Data source, typically data.frame (or similar), containing all time-series to be used when applying signal processing.

pollutant

The column name of the data time-series to be signal processed.

background

(optional) if supplied, the background time-series to use as a background correction. See below.

deseason

logical or character vector, if TRUE (default), the pollutant is deseasonalised using day.hour and year.day frequency terms, all calculate from the data time stamp, assumed to be date in data. Other options: FALSE to turn off deseasonalisation; or a character vector of frequency terms if user-defining. See below.

deweather

logical or character vector, if TRUE (default), the data is deweathered using wind speed and direction, assumed to be ws and wd in data). Other options: FALSE to turn off deweathering; or a character vector of data column names if user-defining. See below.

method

numeric, contribution isolation method (default 2). See Note.

add.term

extra terms to add to the contribution isolation model; ignore for now (in development).

formula

(optional) Signal isolate model formula; this allows user to set the signal isolation model formula directly, but means function arguments background, deseason and deweather will be ignored.

output

output options; currently, 'mean', 'model', and 'all'; but please note these are in development and may be subject to change.

...

other arguments; ignore for now (in development)

Value

isolateContribution returns a vector of predictions of the pollutant time-series after the requested signal isolation.

Details

isolateContribution estimates and subtracts pollutant variance associated with factors that may hinder break-point/segment analysis:

  • Background Correction If applied, this fits the supplied background time-series as a spline term: s(background).

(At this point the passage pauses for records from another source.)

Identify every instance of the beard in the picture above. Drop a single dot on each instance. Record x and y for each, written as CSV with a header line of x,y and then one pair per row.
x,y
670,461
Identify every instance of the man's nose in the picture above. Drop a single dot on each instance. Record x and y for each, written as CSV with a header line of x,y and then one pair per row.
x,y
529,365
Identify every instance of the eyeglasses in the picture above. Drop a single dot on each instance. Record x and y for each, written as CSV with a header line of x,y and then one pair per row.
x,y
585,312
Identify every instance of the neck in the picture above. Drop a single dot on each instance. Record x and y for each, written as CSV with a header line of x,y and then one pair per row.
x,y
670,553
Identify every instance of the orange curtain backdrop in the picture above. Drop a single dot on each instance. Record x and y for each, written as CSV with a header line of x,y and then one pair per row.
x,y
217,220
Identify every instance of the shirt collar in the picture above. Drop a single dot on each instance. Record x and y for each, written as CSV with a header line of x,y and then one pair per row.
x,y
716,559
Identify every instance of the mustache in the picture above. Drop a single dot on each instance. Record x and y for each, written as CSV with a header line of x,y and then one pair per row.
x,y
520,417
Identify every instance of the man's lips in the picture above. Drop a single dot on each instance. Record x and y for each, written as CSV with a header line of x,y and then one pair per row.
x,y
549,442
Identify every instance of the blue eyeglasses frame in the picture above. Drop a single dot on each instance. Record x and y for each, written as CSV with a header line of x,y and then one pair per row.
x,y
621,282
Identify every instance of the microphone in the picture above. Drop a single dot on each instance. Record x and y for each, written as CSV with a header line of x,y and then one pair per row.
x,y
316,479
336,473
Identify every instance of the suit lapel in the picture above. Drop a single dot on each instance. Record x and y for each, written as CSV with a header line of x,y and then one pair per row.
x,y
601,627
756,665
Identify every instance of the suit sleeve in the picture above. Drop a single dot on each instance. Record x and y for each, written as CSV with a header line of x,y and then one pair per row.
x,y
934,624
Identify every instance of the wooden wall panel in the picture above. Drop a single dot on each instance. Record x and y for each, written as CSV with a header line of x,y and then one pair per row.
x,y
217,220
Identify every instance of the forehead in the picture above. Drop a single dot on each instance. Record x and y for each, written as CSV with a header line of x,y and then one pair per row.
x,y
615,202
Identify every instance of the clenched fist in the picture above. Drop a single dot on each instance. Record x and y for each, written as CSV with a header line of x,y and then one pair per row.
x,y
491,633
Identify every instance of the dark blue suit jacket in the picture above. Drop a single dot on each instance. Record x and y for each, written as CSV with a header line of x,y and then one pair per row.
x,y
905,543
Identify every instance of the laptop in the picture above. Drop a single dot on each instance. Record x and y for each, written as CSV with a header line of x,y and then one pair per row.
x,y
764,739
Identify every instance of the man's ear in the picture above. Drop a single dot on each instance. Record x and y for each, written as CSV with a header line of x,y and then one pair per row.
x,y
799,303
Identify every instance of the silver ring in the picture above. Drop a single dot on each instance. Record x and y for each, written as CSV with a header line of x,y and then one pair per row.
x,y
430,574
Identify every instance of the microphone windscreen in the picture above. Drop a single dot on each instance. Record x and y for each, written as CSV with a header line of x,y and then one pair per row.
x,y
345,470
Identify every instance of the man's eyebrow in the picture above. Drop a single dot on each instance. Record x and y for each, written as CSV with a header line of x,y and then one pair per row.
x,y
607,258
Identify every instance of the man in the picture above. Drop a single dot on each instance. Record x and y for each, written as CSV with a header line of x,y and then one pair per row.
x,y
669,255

  • Seasonality If applied, this fits regular frequency terms, e.g. day.hour, year.day, as spline terms, default TRUE is equivalent to s(day.hour) and s(year.day). All terms are calculated from date column in data.

  • Weather If applied, this fits time-series of identified meteorological measurements, e.g. wind speed and direction (ws and wd in data). If both ws and wd are present these are fitted as a tensor term te(ws, wd). Other deweathering terms, if included, are fitted as spline term s(term). The default TRUE is equivalent to te(ws, wd).

Using the supplied arguments, it builds a signal (mgcv) GAM model, calculates, and returns the mean-centred residuals as an estimate of the isolated local contribution.

Note

method was included as part of method development and testing work, and retained for now. Please ignore for now.

References

Regarding mgcv GAM fitting methods, see Wood (2017) for general introduction and package documentation regarding coding (mgcv):

Wood, S.N. (2017) Generalized Additive Models: an introduction with R (2nd edition), Chapman and Hall/CRC.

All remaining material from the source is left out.